A new series of substituted-N-(3,4-dimethoxyphenyl)-benzoxazole derivatives 13a–13p was synthesized and evaluated in vitro for their COX (I and II) inhibitory activity, in vivo anti-inflammatory and ulcerogenic potential. Compounds 13d, 13h, 13k, 13l and 13n exhibited significant COX-2 inhibitory activity and selectivity towards COX-2 over COX-1. These selected compounds were screened for their in vivo anti-inflammatory activity by carrageenan induced rat paw edema method. Among these compounds, 13d was the most promising analogs of the series with percent inhibition of 84.09 and IC₅₀ value of 0.04 µM and 1.02 µM (COX-2 and COX-1) respectively. Furthermore, ulcerogenic study was performed and tested compounds (13d, 13h, 13k, 13l) demonstrated a significant gastric tolerance than ibuprofen. Molecular docking study was also performed with resolved crystal structure of COX-2 to understand the binding mechanisms of newly synthesized inhibitors in the active site of COX-2 enzyme and the results were found to be concordant with the biological evaluation studies of the compounds. These newly synthesized inhibitors also showed acceptable pharmacokinetic profile in the in silico ADME/T analyses.

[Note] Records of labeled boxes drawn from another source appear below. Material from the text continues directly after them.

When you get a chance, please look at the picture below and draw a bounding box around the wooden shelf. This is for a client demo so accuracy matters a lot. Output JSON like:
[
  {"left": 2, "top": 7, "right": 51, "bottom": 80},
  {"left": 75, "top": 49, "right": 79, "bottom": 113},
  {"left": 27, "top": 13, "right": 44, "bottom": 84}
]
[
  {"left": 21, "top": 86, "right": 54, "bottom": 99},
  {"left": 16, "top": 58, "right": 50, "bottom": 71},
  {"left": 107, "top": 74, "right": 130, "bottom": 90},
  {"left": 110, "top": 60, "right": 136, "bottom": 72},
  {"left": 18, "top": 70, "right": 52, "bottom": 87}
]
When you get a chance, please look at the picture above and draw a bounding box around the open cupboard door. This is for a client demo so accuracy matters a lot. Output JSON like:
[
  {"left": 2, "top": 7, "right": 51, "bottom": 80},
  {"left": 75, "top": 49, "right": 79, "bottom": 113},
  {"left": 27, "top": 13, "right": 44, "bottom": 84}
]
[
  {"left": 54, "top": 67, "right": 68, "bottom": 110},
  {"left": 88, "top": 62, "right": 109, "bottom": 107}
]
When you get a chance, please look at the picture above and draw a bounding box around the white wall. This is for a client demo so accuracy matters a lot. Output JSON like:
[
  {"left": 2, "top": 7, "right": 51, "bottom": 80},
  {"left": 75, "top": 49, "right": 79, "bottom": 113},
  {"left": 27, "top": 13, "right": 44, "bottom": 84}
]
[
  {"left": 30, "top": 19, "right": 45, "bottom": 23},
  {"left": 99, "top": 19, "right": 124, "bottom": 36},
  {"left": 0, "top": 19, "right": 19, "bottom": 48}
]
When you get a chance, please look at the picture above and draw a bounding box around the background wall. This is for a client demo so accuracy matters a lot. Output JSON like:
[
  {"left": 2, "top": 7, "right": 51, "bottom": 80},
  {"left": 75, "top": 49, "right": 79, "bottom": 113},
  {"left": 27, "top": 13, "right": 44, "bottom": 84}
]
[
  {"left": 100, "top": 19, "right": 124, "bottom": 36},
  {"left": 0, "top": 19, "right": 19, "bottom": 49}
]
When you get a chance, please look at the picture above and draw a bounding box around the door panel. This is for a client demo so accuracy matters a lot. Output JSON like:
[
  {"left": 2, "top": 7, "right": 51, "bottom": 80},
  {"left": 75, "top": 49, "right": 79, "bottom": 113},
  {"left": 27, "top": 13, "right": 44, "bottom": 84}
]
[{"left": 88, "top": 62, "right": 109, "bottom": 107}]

合成了一系列新的取代的N-（3,4-二甲氧基苯基）-苯并恶唑衍生物13a - 13p，并在体外评估了其对COX（I和II）的抑制活性，体内抗炎和致溃疡的潜力。与COX-1相比，化合物13d，13h，13k，13l和13n表现出显着的COX-2抑制活性和对COX-2的选择性。通过角叉菜胶诱导的大鼠爪水肿方法筛选这些选择的化合物的体内抗炎活性。在这些化合物中，13d是该系列最有希望的类似物，抑制百分比为84.09，IC ₅₀值分别为0.04 µM和1.02 µM（COX-2和COX-1）。此外，进行了致溃疡性研究，测试的化合物（13d，13h，13k，13l）显示出比布洛芬显着的胃耐受性。还通过解析COX-2的晶体结构进行了分子对接研究，以了解新合成的抑制剂在COX-2酶活性位点的结合机理，结果与该化合物的生物学评估研究相吻合。这些新合成的抑制剂在计算机上也显示出可接受的药代动力学特征 ADME / T分析。